Well, in my quest to turn myself into a one-woman dairy farm, I broke down and called our area La Leche League leader. She was wonderful, and we talked about what I could expect at the meetings and more. I gave her a brief synopsis of my breastfeeding woes and she advised me to start taking blessed thistle with my fenugreek. Ok. Done. I missed the month’s meeting by 2 days, but found out they meet in my hospital! So I will be going to try it out for September’s meeting. Yay! Maybe I’ll meet others in the same boat.
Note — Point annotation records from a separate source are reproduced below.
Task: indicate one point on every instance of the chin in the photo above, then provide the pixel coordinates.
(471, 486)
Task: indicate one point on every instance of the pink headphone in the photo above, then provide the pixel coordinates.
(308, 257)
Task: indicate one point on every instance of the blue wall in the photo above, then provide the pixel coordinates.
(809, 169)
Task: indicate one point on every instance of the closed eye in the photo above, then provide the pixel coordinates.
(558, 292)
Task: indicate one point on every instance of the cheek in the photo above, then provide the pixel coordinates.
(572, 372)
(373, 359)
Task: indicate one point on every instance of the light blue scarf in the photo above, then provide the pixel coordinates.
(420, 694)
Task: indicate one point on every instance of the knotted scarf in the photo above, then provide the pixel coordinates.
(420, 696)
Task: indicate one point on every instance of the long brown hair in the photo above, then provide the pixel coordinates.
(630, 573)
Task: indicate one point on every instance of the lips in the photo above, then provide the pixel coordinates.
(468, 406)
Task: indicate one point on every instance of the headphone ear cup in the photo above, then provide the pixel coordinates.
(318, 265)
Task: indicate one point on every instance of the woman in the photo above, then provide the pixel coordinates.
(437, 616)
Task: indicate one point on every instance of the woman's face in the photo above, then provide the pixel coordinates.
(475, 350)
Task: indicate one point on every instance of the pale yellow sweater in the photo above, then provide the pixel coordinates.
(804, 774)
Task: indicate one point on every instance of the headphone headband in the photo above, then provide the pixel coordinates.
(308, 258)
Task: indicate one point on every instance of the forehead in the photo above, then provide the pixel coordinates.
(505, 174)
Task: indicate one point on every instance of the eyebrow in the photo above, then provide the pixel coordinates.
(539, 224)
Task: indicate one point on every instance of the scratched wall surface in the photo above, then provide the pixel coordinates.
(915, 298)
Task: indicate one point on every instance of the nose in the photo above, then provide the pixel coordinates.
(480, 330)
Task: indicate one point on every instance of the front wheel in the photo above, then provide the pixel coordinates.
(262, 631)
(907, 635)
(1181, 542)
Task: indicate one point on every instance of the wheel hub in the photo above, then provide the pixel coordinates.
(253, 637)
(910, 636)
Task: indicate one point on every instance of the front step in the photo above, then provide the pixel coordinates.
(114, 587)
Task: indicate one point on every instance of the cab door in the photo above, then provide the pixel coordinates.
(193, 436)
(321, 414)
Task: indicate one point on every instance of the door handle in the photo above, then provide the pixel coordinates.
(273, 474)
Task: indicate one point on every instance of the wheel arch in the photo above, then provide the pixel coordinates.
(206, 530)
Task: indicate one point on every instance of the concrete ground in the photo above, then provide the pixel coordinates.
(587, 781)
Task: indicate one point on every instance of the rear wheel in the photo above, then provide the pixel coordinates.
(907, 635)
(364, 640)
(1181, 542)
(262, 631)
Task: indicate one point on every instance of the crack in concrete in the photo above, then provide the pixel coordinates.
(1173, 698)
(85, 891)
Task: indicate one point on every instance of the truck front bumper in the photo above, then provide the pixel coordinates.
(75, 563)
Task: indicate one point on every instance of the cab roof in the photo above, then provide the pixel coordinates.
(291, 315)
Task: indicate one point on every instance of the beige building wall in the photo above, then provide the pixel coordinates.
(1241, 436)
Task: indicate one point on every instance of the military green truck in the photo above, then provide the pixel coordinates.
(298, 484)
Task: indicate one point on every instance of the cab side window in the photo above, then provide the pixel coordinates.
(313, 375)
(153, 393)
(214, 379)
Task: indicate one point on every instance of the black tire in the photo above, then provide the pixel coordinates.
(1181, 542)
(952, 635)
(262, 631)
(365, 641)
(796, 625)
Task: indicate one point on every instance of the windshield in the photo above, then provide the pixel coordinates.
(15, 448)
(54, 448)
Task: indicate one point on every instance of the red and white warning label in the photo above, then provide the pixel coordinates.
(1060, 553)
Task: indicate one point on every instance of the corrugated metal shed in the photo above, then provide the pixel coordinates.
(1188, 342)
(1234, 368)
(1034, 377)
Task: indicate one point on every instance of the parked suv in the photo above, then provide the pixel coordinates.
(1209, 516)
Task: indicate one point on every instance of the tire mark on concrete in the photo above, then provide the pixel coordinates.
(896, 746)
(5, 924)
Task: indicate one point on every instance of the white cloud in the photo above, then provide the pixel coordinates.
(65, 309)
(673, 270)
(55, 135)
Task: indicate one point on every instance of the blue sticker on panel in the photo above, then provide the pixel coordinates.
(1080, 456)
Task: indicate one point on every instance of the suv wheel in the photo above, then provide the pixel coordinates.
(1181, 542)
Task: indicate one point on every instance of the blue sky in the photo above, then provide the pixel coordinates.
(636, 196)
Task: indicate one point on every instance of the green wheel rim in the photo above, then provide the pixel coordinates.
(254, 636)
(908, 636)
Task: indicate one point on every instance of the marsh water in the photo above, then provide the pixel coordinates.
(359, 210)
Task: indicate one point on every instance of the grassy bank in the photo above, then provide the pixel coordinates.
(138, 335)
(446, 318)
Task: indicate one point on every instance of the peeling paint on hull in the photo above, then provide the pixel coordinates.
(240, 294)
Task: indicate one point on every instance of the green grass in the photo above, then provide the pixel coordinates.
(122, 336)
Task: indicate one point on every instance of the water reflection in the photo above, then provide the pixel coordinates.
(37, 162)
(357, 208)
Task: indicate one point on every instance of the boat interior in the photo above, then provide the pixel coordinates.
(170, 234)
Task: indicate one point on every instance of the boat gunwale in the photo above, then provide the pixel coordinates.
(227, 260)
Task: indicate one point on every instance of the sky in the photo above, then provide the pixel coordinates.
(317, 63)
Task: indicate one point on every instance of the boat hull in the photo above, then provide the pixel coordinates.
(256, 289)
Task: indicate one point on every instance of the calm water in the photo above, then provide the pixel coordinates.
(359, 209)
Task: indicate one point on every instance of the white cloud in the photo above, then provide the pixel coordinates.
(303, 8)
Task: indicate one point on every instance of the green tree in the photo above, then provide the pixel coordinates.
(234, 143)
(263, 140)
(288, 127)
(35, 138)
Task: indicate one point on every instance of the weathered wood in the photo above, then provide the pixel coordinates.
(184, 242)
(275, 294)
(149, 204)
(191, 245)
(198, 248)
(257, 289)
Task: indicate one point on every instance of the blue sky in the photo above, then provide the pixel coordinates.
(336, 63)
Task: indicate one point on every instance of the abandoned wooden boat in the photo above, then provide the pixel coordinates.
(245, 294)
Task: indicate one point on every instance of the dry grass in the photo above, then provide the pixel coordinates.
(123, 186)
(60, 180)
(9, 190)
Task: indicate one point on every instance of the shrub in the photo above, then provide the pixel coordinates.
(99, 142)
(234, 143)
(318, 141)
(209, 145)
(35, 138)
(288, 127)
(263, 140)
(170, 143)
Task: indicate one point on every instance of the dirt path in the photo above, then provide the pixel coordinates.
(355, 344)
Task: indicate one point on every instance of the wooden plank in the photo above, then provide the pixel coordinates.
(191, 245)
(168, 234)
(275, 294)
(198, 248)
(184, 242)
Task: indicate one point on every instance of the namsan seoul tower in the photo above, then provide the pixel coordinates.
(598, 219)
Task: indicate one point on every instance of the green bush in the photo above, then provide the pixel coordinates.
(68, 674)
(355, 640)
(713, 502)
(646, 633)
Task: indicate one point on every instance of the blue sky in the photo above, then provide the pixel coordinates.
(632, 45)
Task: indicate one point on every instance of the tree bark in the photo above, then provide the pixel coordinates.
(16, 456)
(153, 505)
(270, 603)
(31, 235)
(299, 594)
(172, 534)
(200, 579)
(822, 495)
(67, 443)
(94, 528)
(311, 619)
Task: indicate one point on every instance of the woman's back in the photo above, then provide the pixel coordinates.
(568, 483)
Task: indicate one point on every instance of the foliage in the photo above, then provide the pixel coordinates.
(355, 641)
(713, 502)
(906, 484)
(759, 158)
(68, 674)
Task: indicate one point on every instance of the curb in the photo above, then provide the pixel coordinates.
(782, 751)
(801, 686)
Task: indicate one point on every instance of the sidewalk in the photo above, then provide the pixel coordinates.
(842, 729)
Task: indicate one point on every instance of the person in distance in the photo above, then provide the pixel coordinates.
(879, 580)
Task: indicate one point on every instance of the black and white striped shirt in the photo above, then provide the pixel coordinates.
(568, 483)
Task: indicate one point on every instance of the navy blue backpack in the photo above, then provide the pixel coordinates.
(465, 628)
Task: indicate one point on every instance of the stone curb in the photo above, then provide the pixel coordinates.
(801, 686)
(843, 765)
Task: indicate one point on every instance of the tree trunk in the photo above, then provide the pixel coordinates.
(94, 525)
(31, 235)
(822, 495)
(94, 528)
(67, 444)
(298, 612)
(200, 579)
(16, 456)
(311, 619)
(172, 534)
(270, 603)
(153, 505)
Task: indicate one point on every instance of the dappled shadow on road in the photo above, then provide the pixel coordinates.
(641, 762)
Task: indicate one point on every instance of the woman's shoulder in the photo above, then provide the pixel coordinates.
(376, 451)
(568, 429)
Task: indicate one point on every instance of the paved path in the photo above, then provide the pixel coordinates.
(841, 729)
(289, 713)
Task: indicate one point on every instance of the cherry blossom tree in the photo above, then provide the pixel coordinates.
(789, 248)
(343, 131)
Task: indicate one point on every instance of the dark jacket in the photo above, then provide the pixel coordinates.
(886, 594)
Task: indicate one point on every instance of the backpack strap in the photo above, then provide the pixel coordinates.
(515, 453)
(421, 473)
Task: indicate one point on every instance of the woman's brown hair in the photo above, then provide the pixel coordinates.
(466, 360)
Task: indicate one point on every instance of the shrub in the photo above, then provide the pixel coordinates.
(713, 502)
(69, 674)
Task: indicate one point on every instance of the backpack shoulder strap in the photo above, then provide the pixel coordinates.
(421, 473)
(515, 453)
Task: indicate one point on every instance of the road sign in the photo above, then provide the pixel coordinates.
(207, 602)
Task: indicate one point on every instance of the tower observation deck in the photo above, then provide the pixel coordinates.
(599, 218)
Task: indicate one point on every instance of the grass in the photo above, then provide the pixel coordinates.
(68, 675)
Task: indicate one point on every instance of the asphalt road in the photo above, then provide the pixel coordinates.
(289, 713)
Other than that, there is one more development. I’ve gone Bat-Shit Crazy! Yep, you read that correctly. As if I wasn’t already an emotional minefield, I now have something new to add to the mix: I have started having nightmares. Crazy ones, too. And some that aren’t terrible but just seem so….real. Yesterday I swore I woke up to the feeling of one of my progesterone injections. (This is where I admit that they hurt like HELL!) In my dream, Evan was the one giving me the shot instead of my RN, and I just kept thrashing, saying, “But I’ve already had my baby!” And when I awakened, I was crying. So yeah, I’m going to seek out somene to talk to. I’m starting with our hospital’s EAP in the hopes that just a few sessions will be adequate, and in the event that it isn’t, they can then refer me. I definitely want someone experienced in this sort of thing.
Other than this stuff, my days and nights blur together to where they are almost unrecognizable. I blame night shift. And my pump. I blame that too. It is the bane of my existence these days, especially since Iave realized that Ido not have the luxury of slacking off on this. My milk supply is too fragile. Very little increases it, but if I so much as skip one pumping or nursing session, it decreases. Unfair. But I have come to realize, with the help of Zach’s weight gain and level on contentment, that each ounce of breastmilk I give him is a sort of gift. So for now, in light of all of the work it has taken, I am choosing to focus on the fact that I have been breastfeeding him for almost 4 months. One third of my goal of one year! Go Me!
On that note, I am going to pump! Ha!
>I don’t know who wrote this, but as I was sitting awake last night, thinking of how quickly my babies are growing, I vaguely recalled it, and searched and searched until I found it.
You were six months old and full of fun,
With a blink of my eye, you were suddenly one.
There were so many things we were going to do,
But I turned my head and you turned two.
At two you were very dependent on me,
But independence took over when you turned three.
Your third birthday, another year I tried to ignore,
But when I lit the candles, there weren’t three but four.
Four was the year that you really strived,
Why look at you now, you’re already five.
Now you are ready for books and for rules.
This is the year that you go to school.
The big day came, you were anxious to go.
We walked to the bus going oh so slow.
As you climbed aboard and waved good-bye,
I felt a lump in my throat and tears stung my eyes.
Time goes so fast.
It’s hard to believe,
That just yesterday you were home with me.
And tomorrow when the bus brings you home and you jump to the ground,
You’ll be wearing your cap and graduation gown.
So I’m holding to these moments as hard as I can,
Because the next time I look, I’ll be seeing a man.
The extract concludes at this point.